Turkish economy to get 2 pct boost from KRG gas

Published 23.11.2015 21:00
Updated 23.11.2015 21:02
Turkish economy to get 2 pct boost from KRG gas

Kurdish gas will bring economic and strategic benefits to Turkey in a couple of years while infrastructure and financial work continues at a fast pace, according to the Genel Energy chairman

The first batch of natural gas from the Kurdistan Regional Government (KRG) is planned to flow into Turkey in the next two or three years, and 20 billion cubic meters of it is expected to pour into the Turkish market - where it will then reach the European market - in early 2020, according to Tony Hayward, the chairman of Genel Energy, one of the leading energy companies in Iraqi Kurdistan. The infrastructural work to make this a reality is ongoing, but work is hastening. Speaking to Daily Sabah, Hayward spoke about the various projects' progress. He said intensive engineering work on the facilities that will process the gas is currently being conducted. He also said the company is concentrating on the financing of the processing facility. Hayward added that they expect to finish these projects at the end of 2016 in accordance with their plan to bring the first batch of KRG gas to Turkey.

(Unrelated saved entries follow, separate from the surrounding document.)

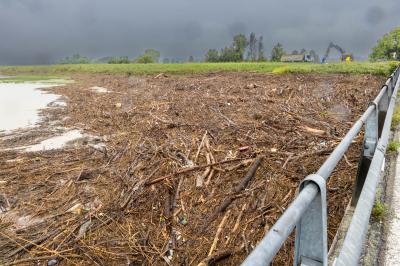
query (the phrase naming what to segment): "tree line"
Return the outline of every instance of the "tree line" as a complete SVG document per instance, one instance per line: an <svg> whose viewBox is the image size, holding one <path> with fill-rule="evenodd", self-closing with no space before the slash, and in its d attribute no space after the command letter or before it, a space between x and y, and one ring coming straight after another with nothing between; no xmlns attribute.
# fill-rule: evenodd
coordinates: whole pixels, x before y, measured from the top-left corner
<svg viewBox="0 0 400 266"><path fill-rule="evenodd" d="M294 50L291 54L304 54L307 51L303 48L299 51ZM315 54L313 50L310 53ZM277 43L271 50L270 61L280 61L286 54L281 43ZM316 54L315 54L316 55ZM264 54L263 36L257 38L254 32L250 33L247 39L244 34L233 37L232 44L222 48L220 51L209 49L205 55L206 62L263 62L268 61Z"/></svg>
<svg viewBox="0 0 400 266"><path fill-rule="evenodd" d="M281 56L285 53L282 44L278 43L272 49L271 60L279 61ZM59 61L60 64L89 64L89 63L102 63L102 64L129 64L129 63L158 63L160 60L160 52L155 49L146 49L145 52L138 56L136 59L130 61L128 56L108 56L98 60L90 60L87 56L74 54ZM250 33L249 38L244 34L237 34L233 37L232 44L226 46L221 51L216 49L208 50L205 60L206 62L263 62L267 61L264 55L263 36L257 37L254 32ZM195 62L193 56L188 59L169 59L164 58L164 64Z"/></svg>
<svg viewBox="0 0 400 266"><path fill-rule="evenodd" d="M221 51L209 49L205 56L206 62L241 62L245 60L266 61L263 36L257 38L256 34L252 32L247 39L244 34L237 34L233 37L230 46L222 48Z"/></svg>
<svg viewBox="0 0 400 266"><path fill-rule="evenodd" d="M271 50L269 60L280 61L281 57L285 54L285 50L281 43L277 43ZM306 50L303 48L300 51L294 50L291 54L304 54ZM309 52L315 58L318 55L311 50ZM372 53L369 56L371 61L381 60L400 60L400 28L395 28L391 32L385 34L378 40ZM263 36L256 36L254 32L250 33L249 38L244 34L237 34L233 37L232 43L224 48L209 49L205 55L204 61L206 62L263 62L267 61L264 52ZM104 57L98 60L90 60L87 56L74 54L61 60L61 64L89 64L89 63L108 63L108 64L128 64L128 63L158 63L160 61L160 52L155 49L146 49L145 52L130 61L128 56L112 56ZM319 60L317 60L319 61ZM188 59L168 59L164 58L163 63L184 63L195 62L193 56Z"/></svg>
<svg viewBox="0 0 400 266"><path fill-rule="evenodd" d="M98 60L90 60L87 56L80 54L74 54L72 56L67 56L62 59L60 64L90 64L90 63L106 63L106 64L148 64L148 63L158 63L160 60L160 52L155 49L146 49L144 54L138 56L133 61L130 61L128 56L107 56L100 58Z"/></svg>
<svg viewBox="0 0 400 266"><path fill-rule="evenodd" d="M247 51L247 53L246 53ZM299 51L294 50L291 54L304 54L307 51L303 48ZM282 56L286 54L281 43L274 45L271 51L271 61L280 61ZM319 56L314 50L310 50L316 61ZM246 55L246 57L245 57ZM370 61L387 61L400 60L400 27L393 29L391 32L383 35L377 44L372 48L369 55ZM209 49L205 55L206 62L262 62L267 61L264 55L263 37L257 38L254 32L250 33L247 39L244 34L238 34L233 37L232 44L222 48L220 51Z"/></svg>

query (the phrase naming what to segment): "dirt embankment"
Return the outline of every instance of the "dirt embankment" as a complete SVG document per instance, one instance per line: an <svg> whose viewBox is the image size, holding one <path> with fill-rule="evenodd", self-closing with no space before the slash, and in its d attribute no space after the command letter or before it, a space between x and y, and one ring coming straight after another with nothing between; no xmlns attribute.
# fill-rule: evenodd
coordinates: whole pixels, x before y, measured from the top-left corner
<svg viewBox="0 0 400 266"><path fill-rule="evenodd" d="M44 124L58 119L106 148L0 152L2 264L197 265L224 257L221 265L237 265L383 81L253 73L74 79L52 89L68 105ZM328 183L330 240L361 140ZM0 145L19 142L27 141ZM244 180L256 158L260 167ZM292 249L293 237L275 264L290 265Z"/></svg>

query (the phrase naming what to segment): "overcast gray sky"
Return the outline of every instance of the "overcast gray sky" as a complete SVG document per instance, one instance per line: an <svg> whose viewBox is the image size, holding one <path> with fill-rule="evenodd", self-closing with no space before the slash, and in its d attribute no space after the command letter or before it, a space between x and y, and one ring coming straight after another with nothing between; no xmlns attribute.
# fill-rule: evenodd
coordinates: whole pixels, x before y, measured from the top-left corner
<svg viewBox="0 0 400 266"><path fill-rule="evenodd" d="M276 42L321 55L332 40L360 58L399 26L399 13L399 0L0 0L0 64L133 58L145 48L202 59L251 31L267 55Z"/></svg>

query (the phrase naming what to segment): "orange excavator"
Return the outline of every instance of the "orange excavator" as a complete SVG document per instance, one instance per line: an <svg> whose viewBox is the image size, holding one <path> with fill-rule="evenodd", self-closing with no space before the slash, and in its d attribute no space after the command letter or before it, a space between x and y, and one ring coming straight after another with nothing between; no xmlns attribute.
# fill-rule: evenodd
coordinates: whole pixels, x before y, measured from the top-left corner
<svg viewBox="0 0 400 266"><path fill-rule="evenodd" d="M346 53L346 51L342 47L340 47L337 44L334 44L333 42L330 42L328 48L326 49L325 55L322 58L322 63L326 63L326 60L328 59L329 53L332 48L339 51L339 53L341 54L340 59L342 62L351 62L354 60L353 54Z"/></svg>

Moreover, Hayward said they estimate that there are 300 or 400 billion cubic meters of gas in Iraqi Kurdistan, adding that in the first phase, total gas reserves will be enough to satisfy Turkey's 10 billion-cubic-meter annual need for gas, even though Iraqi Kurdistan will be able to export 20 billion cubic meters of gas to Turkey. He also said these numbers can even increase in line with more investments made. "Two years ago, I said the KRG would be a major oil exporter. Now I talk about something different, as 150 billion cubic meters of gas has been found and a total of 5 trillion cubic meters of gas will be explored in the region. This amount can satisfy Turkey's gas requirement for 50 years," Hayward said.

Hayward stressed that KRG gas is strategically very important to Turkey. He said along with the advantage of proximity, which will bring costs down, the KRG gas will contribute to gross domestic product (GDP) by 1 or 2 percent. He also made a price forecast, saying the price will be half of the cheapest price Turkey has ever paid for gas.

In addition, Hayward discussed the necessary infrastructural process needed in order to bring the gas to Turkey and Europe. He said the first necessary step that needs to be taken is to initiate all the drilling work to extract the gas. Accordingly, the second step is to process the gas to prepare it for household use. Hayward said they will invest more than $3 billion for these two steps, while the processing facility with the capacity to process 10 billion cubic meters of gas will cost more than $2.5 billion.

Regarding the projects' financing, Hayward said they have been looking for both Turkish and international partners to support the facilities' financing, adding that they want to finance this with share transfers and bank credits by forming partnerships. Hayward gave details about a joint venture gas company that is planned to be established with a build-operate-transfer model financed in a way that will jointly include international and Turkish partners. He also said the gas company, which is scheduled to be founded in 2016, will be financed after gas sales begin.